Barnaby Martin, Hanging Man; The Arrest of Ai Weiwei (New York: Faber and Faber, 2013), 245pp.
In April of 2011, Ai Weiwei was in the Beijing airport waiting for his flight to Hong Kong when police slipped a black sack over his head and threw him into a car. Thus began eighty-one days of detention and interrogation for one of China's most outspoken dissidents. He was released that July under house arrest, a situation that began in fear and paranoia but reached a measure of normalcy by September. Normal, that is, for a man who prior to the detention had his studio bulldozed, was severely beaten, and assumes he's under permanent surveillance.
Weiwei's art has been featured around the world. He's done painting, sculpture, film, architecture (including Beijing's Birdnest Stadium for the Olympics), photography, books, video, blogging, and virtually any medium you might imagine. In October 2011, Art Review magazine named Ai Weiwei the number one artist in the world in their annual "top 100." Most of all, he's been a "tireless critic with a vast following."
Barnaby Martin interviewed Weiwei right after his release. This book tries to "capture that moment in time" and to shine a light on modern China. Whatever economic progress China has made, Weiwei's abduction shows that it's still not a country with transparency, accountability, freedom of expression, or rule of law. Rather, there's no guarantee against arbitrary detention, without any charges or trial.

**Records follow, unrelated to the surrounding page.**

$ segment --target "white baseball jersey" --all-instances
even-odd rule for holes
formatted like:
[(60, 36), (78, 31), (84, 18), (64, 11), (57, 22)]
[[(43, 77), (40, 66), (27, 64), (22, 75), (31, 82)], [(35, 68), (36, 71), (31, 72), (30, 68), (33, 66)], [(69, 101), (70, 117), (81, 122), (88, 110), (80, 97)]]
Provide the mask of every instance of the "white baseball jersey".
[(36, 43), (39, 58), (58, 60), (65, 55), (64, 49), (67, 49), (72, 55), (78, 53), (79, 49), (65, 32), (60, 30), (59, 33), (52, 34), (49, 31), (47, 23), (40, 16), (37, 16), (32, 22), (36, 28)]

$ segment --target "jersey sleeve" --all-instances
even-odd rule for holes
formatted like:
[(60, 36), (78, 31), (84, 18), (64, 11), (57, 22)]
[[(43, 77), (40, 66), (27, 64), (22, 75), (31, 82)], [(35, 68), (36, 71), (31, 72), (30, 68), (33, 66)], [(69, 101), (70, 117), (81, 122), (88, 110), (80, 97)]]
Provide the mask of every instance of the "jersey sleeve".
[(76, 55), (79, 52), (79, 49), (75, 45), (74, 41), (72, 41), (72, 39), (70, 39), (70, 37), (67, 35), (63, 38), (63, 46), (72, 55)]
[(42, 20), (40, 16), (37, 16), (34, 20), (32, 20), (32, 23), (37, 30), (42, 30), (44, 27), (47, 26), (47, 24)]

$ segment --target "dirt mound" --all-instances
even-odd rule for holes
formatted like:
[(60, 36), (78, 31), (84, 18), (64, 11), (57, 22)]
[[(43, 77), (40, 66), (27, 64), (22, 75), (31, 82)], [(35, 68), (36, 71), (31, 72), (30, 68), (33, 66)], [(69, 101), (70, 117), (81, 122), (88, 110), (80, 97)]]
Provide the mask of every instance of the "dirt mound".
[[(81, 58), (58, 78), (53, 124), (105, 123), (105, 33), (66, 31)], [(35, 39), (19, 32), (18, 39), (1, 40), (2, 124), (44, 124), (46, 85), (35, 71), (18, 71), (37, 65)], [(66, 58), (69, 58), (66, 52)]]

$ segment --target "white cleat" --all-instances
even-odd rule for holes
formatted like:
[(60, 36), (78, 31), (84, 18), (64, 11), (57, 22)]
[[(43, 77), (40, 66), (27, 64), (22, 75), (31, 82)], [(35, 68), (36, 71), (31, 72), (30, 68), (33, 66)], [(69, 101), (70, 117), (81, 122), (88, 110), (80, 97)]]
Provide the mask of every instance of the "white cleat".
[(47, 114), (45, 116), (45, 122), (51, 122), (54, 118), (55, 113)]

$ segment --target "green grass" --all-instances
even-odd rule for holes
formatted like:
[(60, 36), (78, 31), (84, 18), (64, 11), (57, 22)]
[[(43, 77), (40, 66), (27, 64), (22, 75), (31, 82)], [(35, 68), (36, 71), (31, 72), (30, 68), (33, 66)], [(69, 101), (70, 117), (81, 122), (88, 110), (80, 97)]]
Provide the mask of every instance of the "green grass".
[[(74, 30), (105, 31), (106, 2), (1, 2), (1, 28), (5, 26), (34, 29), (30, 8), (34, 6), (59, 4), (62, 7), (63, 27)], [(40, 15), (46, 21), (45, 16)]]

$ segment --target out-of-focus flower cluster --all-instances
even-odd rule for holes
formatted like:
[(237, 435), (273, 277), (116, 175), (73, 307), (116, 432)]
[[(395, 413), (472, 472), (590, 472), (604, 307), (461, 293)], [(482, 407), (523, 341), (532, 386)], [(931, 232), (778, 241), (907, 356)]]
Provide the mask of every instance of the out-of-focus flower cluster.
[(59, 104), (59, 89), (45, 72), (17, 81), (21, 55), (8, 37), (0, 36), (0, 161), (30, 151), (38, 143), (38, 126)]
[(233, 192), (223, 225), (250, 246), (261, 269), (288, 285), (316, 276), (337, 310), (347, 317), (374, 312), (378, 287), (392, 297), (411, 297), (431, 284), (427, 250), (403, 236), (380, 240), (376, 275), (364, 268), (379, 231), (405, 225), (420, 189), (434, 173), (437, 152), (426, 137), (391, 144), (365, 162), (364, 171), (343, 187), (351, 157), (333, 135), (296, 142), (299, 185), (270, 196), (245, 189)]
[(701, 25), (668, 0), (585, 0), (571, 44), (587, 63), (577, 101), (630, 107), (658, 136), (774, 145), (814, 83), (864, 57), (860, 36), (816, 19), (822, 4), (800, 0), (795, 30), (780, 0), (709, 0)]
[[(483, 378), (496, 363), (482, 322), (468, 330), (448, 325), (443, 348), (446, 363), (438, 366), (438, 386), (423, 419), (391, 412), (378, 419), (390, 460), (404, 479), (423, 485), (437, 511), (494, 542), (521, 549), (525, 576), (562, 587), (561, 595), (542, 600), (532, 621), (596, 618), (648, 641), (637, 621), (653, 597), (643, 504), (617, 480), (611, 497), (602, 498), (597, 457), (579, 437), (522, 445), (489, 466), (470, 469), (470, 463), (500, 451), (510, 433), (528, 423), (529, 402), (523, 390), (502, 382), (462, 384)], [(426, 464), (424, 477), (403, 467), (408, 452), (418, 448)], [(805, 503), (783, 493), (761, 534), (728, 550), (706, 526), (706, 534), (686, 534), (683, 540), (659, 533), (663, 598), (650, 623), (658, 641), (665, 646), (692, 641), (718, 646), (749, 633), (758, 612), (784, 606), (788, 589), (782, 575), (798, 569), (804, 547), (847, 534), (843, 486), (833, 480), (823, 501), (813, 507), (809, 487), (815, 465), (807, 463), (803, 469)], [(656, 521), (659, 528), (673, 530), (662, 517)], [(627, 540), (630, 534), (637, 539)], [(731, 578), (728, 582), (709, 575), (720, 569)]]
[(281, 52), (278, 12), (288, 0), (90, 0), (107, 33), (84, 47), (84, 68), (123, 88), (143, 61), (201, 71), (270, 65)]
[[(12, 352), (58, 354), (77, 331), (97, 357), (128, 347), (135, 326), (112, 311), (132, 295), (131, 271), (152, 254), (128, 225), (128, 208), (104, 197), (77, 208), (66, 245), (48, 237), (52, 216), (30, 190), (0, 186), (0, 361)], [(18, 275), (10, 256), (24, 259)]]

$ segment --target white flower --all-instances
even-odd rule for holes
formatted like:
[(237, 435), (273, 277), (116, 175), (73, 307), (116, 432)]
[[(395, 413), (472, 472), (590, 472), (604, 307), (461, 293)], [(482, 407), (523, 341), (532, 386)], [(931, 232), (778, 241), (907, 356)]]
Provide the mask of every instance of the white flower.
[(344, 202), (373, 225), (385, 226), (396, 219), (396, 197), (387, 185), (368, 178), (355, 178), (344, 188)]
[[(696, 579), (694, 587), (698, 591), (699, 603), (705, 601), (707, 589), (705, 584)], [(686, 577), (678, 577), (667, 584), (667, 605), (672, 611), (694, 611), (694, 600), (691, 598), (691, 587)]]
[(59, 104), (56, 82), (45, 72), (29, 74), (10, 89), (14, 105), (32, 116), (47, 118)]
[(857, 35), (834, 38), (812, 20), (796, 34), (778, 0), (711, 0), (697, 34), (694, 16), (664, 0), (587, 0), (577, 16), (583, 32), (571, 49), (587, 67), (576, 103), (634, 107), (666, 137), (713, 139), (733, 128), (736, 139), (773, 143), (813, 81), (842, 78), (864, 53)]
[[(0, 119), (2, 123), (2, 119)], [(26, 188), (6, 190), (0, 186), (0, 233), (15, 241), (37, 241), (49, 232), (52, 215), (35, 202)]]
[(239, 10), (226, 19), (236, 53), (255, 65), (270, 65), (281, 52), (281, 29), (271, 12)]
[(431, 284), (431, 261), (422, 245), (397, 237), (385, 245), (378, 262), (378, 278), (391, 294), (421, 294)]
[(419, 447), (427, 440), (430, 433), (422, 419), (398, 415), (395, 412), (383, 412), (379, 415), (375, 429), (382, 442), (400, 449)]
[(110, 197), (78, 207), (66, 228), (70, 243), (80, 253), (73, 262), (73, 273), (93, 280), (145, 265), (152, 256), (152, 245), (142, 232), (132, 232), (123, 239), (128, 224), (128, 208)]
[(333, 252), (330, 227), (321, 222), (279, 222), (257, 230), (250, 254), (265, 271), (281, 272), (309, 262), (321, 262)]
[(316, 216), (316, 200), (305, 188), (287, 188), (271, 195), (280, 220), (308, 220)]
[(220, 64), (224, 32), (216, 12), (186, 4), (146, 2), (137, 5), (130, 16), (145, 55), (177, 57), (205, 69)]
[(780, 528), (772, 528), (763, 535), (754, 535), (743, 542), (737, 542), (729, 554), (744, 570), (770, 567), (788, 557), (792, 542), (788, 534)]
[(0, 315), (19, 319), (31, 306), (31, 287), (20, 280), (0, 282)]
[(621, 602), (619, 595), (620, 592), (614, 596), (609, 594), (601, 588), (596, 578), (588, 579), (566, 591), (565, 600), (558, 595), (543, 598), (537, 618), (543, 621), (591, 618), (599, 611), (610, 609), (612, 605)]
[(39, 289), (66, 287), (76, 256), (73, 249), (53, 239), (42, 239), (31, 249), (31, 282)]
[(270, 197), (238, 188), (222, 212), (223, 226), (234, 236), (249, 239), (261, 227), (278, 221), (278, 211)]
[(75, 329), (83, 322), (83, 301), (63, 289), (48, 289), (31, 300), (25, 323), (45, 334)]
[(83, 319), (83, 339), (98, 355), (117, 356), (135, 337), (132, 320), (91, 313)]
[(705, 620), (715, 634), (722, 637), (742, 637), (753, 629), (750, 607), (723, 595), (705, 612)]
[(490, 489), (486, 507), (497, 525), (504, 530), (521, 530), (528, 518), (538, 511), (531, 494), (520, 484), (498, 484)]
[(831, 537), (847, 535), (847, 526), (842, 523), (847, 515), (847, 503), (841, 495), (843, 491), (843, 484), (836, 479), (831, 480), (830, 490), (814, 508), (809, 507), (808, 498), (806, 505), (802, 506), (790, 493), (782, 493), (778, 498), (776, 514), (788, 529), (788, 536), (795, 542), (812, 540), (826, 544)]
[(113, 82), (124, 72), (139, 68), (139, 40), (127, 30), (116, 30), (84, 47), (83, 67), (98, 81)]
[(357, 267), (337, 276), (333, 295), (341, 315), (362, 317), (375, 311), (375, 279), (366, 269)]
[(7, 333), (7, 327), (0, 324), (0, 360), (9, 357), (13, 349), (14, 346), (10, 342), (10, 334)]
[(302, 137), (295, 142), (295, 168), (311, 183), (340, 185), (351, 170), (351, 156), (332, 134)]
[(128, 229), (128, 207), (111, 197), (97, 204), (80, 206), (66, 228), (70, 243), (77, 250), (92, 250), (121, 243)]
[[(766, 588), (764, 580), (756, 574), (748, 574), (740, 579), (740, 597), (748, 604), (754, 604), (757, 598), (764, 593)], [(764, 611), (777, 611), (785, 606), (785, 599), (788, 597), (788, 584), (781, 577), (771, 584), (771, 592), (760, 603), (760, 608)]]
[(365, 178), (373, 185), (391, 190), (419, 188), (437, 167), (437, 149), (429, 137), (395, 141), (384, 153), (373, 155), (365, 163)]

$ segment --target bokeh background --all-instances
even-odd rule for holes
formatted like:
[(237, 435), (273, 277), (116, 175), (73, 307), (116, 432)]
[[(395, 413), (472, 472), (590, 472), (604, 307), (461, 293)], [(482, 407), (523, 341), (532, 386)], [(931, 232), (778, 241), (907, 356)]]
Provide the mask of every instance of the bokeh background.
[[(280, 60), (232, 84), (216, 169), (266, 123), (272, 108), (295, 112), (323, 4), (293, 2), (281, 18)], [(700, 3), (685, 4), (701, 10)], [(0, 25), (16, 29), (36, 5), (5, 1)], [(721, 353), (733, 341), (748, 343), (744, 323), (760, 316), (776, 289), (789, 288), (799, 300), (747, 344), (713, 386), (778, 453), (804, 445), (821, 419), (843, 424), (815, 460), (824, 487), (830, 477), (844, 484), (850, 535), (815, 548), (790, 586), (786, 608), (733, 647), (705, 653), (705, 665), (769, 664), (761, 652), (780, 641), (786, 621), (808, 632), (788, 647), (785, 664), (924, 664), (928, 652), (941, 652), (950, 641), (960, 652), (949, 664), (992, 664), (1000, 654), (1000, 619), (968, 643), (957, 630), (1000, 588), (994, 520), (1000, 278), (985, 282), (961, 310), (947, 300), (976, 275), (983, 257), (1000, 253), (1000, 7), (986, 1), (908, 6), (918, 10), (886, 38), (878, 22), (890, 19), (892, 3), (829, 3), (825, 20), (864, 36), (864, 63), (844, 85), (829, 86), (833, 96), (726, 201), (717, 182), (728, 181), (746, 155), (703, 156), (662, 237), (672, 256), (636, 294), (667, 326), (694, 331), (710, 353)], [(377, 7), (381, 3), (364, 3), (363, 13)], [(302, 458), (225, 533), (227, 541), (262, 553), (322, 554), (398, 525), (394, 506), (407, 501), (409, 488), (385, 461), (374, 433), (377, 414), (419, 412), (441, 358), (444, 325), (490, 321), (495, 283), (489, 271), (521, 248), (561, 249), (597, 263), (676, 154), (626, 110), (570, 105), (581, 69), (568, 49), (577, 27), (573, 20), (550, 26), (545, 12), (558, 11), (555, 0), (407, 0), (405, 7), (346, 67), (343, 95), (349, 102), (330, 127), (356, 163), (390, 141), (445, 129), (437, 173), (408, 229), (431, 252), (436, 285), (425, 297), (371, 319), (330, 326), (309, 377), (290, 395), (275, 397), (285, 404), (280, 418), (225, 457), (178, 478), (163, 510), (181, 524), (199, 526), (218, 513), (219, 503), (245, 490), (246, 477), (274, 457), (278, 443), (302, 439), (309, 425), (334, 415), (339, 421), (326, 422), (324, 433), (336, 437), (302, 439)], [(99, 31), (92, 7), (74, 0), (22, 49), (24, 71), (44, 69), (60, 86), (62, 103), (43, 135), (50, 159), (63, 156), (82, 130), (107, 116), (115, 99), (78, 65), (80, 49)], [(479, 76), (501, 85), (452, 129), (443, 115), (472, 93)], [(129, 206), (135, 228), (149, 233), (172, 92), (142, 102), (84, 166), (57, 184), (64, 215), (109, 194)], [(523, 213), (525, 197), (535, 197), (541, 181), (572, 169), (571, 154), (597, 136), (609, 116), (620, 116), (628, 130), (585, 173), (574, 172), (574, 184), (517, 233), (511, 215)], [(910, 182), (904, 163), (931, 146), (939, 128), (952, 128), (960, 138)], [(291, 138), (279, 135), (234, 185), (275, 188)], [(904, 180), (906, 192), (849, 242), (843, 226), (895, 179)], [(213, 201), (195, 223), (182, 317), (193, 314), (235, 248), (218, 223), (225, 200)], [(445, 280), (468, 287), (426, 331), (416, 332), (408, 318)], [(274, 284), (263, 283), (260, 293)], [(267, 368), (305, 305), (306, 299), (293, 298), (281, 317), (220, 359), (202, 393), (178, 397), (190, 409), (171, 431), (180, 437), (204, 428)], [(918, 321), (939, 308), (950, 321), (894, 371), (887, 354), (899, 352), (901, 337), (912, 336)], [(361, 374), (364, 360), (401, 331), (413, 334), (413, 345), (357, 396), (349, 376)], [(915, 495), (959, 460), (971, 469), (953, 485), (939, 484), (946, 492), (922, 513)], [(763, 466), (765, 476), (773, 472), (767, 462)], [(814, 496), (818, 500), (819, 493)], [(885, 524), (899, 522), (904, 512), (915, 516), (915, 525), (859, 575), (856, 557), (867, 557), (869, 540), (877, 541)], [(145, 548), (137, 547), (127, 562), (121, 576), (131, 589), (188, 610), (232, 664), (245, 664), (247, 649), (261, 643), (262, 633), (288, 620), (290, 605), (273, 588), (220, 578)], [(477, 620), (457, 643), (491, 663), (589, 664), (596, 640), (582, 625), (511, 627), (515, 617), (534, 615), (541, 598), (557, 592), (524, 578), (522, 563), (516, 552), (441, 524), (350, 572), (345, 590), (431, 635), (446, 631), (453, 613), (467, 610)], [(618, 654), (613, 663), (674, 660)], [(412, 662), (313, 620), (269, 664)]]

Martin suggests several conclusions. Weiwei remains a huge problem for China, and there's clearly internal disagreement in the Party about what to do with him. He's angered them enough to detain him, but they were ambivalent enough to release him. You might say this represents at least some progress in the last twenty years. Martin also suggests that most of China's rank-and-file "are just going through the motions, they have lost the faith." Experts disagree, of course. Weiwei says that the opaque machinations of the Party are impossible to predict. In addition to this book, I highly recommend the 90-minute documentary film Ai Weiwei: Never Sorry (2012).